Mas ele também sabia — e isso doía — que a paz dela era construída sobre uma dor que, em parte, ele ajudou a cavar.
—
No dia seguinte, o sino da livraria tocou cedo.
Isadora, ainda com os cabelos presos em um coque desarrumado e vestindo uma camisa de linho largo, esperava um entregador. Mas era Lorenzo.
— Bom dia — disse ele, tentando sorrir.
Ela não respondeu de imediato.
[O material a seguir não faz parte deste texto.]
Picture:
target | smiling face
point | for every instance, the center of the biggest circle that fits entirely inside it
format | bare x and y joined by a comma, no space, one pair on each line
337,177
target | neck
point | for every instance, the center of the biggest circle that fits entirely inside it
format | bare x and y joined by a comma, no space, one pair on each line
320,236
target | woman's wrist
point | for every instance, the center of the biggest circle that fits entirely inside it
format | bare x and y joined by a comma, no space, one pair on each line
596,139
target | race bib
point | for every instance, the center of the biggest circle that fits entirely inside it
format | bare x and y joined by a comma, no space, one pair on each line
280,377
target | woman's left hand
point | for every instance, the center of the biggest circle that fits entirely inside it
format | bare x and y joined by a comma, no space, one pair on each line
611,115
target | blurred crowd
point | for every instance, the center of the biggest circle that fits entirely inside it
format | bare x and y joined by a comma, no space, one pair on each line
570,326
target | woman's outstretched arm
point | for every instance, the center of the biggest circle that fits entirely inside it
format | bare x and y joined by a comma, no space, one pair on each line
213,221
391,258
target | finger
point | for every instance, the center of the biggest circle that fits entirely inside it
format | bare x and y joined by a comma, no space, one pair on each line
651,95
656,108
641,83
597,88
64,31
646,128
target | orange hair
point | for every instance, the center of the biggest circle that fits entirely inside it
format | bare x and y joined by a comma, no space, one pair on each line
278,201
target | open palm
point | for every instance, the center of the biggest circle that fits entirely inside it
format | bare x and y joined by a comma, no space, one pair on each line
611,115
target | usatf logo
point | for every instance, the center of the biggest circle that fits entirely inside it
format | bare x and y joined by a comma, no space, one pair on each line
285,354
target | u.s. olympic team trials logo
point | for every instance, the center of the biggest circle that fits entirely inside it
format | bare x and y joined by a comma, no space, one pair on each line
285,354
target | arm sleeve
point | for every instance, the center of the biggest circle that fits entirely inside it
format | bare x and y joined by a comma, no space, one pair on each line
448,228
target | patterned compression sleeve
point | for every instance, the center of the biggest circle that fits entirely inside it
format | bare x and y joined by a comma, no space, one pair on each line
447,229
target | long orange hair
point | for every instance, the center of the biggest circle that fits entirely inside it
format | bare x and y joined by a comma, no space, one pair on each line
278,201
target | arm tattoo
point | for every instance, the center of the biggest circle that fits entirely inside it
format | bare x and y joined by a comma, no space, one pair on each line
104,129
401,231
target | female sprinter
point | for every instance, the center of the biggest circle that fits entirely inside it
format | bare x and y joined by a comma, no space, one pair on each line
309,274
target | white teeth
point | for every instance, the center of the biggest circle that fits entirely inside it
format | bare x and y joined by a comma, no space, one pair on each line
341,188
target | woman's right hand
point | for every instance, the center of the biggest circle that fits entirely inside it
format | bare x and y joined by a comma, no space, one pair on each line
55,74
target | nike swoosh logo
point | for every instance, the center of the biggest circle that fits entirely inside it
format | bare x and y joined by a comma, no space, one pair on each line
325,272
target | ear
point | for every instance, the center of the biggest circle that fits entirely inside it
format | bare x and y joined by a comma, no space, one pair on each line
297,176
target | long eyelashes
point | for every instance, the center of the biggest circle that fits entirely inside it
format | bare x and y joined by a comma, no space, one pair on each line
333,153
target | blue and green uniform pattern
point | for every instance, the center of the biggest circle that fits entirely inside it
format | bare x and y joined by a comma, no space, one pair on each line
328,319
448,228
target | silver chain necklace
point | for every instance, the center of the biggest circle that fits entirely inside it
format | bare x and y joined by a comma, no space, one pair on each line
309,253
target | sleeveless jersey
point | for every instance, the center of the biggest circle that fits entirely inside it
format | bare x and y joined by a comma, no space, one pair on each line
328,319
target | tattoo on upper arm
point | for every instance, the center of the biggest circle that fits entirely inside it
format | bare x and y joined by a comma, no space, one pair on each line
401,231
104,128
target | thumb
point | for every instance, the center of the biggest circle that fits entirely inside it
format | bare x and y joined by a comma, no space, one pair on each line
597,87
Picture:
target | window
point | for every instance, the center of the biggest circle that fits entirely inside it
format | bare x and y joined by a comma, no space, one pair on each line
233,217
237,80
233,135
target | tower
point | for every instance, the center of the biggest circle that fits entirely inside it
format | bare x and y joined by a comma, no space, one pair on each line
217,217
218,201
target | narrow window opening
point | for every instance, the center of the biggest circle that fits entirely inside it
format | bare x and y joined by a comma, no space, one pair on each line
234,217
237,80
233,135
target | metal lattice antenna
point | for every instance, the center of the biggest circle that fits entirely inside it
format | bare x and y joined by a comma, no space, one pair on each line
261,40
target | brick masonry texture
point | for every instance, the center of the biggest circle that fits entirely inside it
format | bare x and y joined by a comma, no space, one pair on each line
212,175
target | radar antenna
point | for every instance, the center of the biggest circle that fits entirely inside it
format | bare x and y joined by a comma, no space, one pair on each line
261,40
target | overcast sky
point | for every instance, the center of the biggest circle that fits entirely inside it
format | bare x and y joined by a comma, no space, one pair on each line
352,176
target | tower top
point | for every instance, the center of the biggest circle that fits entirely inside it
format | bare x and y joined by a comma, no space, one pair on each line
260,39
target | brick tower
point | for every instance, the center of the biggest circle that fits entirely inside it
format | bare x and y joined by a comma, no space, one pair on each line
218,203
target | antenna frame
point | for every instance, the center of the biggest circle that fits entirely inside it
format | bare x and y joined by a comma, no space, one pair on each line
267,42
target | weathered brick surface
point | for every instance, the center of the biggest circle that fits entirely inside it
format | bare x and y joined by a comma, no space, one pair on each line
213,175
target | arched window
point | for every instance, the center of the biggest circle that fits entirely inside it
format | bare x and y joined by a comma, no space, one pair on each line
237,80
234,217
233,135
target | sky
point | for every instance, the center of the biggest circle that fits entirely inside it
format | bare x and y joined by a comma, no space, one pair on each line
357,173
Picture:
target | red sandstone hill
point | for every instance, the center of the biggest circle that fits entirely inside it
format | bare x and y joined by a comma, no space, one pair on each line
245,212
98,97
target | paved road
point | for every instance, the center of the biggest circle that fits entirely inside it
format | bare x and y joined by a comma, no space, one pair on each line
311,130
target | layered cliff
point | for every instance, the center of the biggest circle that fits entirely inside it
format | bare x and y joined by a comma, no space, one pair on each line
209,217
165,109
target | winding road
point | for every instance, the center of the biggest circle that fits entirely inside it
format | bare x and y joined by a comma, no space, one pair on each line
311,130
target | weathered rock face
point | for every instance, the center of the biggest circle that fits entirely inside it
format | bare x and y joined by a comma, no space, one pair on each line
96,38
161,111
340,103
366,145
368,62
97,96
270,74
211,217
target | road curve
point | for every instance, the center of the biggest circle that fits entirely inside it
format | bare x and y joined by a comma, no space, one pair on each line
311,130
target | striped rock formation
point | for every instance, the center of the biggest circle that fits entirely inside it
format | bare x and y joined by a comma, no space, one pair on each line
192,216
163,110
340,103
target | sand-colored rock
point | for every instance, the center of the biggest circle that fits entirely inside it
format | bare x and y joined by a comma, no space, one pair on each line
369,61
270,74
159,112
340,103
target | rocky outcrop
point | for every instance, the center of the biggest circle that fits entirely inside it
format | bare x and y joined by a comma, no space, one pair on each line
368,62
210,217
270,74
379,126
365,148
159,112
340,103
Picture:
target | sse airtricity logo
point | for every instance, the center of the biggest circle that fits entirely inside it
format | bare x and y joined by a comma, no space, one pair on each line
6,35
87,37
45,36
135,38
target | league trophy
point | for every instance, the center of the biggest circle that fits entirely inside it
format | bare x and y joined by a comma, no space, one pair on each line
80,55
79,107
Só se virou devagar, como quem pensa duas vezes antes de abrir a porta para uma lembrança.
— Você esqueceu de levar o livro — disse ela, sem rodeios.
Ele a olhou por um momento, depois baixou os olhos.
— Não foi esquecimento.
— Foi o quê, então?
— Uma tentativa.
Ela cruzou os braços, defensiva.
— De quê?
Lorenzo deu um passo adiante, mas parou a meio caminho.
— De dizer alguma coisa sem estragar tudo com palavras.
O coração dela apertou. Ele sempre tivera esse efeito: dizer pouco e deixar tudo por conta do olhar.
— Lorenzo, não sei o que você quer. Mas eu... não estou pronta pra... pra isso. Pra memórias. Pra fantasmas.
Ele assentiu, respeitando. Não insistiu.
— Tudo bem. Só queria que soubesse... que eu lembro. De tudo.
Ele colocou um envelope sobre o balcão e saiu, sem mais uma palavra.
Isadora ficou parada, observando a porta balançar. O envelope era leve, fino, quase vazio. Dentro, havia uma foto antiga: ela, ele e Elisa — a irmã dele — sentados na pedra perto do farol, rindo. Era verão. Eles tinham 19 anos. Ainda não sabiam sobre perdas, ou fugas, ou dor.
E atrás da foto, uma frase rabiscada:
“A gente só percebe o valor de um momento quando ele vira lembrança. Eu queria que isso fosse presente de novo.”
Isadora sentou-se devagar, os olhos marejados. Apertou a foto contra o peito. Era cedo demais. Era tarde demais. Era... tudo ao mesmo tempo.
—
Naquela mesma noite, ela recebeu uma ligação de um número desconhecido.
— Isadora Almeida? — diz uma voz feminina, nervosa. — Sim, quem é?
— Você não me conhece. Mas... eu soube que Lorenzo voltou. (pausa)— Eu preciso te contar uma coisa. É sobre ele.